Color K-means, Gaussian Filter and Aperture Concept
for Text Localization in Images
K. J. Dayananda
1
and D. Puttegowda
2
1-2
Department of Computer Science and Engineering ATME College of Engineering, Mysuru, India
Email: dayananda.kem@gmail.com, puttegowda.77@gmail.com
Abstract— Text extraction in image is an essential role in machine learning and computer vision
field. The text localization process determines the presence and location of text in the given
inputs. The challenges, which are occurred during the text localization task is different
orientation, low-resolution, complex background and illumination with variation in font size
and color. In this research paper, the color k-means is applied to make separate group of colors
present in the text image. Histogram equalization process is applied to sharpen the text pixels
from the background pixels. The Gaussian filter is applied to combine all text pixels together.
Aperture concept has implemented to locate the actual text regions.

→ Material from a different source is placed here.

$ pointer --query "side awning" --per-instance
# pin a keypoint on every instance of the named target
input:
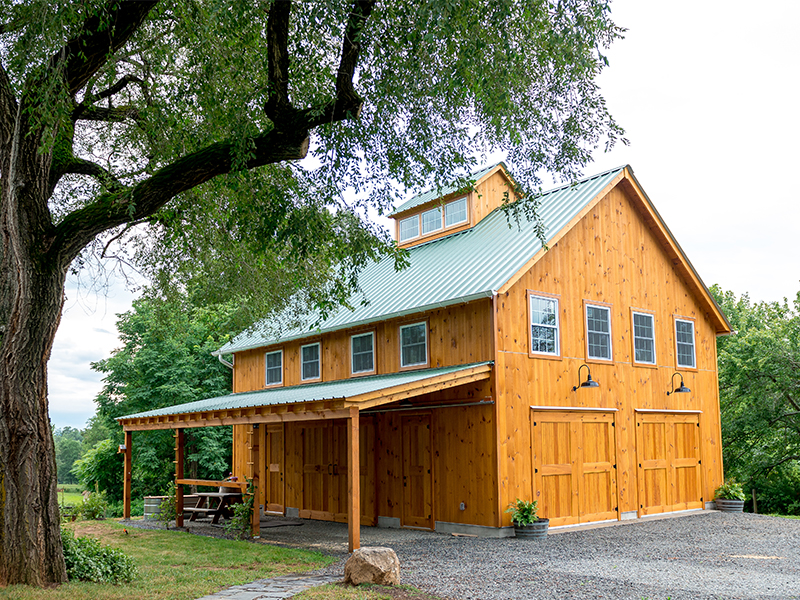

The standard datasets like
hua’s and nus dataset were used to estimate the performance of the presented model. Precision,
recall and f-measure is used to estimate the performance of the proposed model.
Index Terms— Color K-means, Histogram Equalization, Gaussian filter, Aperture, Text
localization.
I. INTRODUCTION
A text information conveys a set of meanings to the person which can be read and understand easily. Text in
videos carries rich set of information. Text extraction from images are challenging research field that fascinates a
huge number of scholars. Although various optical character recognition is developed still the problem of text
localization is not thoroughly solved. Text localization determines the existence of texts in a particular place,
where text localization identify the region of text pixels in an image. The main challenges arrived in the text
localization are complex background, low resolution, alignments of characters, lighting and varied shapes, size
and color of fonts. The motivation of text localization is an attempt towards the development of arbitrary
oriented multilingual text localization. The previous models are able locate the text in clear background with low
resolution, but most of the models fails to locate the text present illumination situation. This research work is
able to locate the text in illumination situation with considering all kinds of challenges.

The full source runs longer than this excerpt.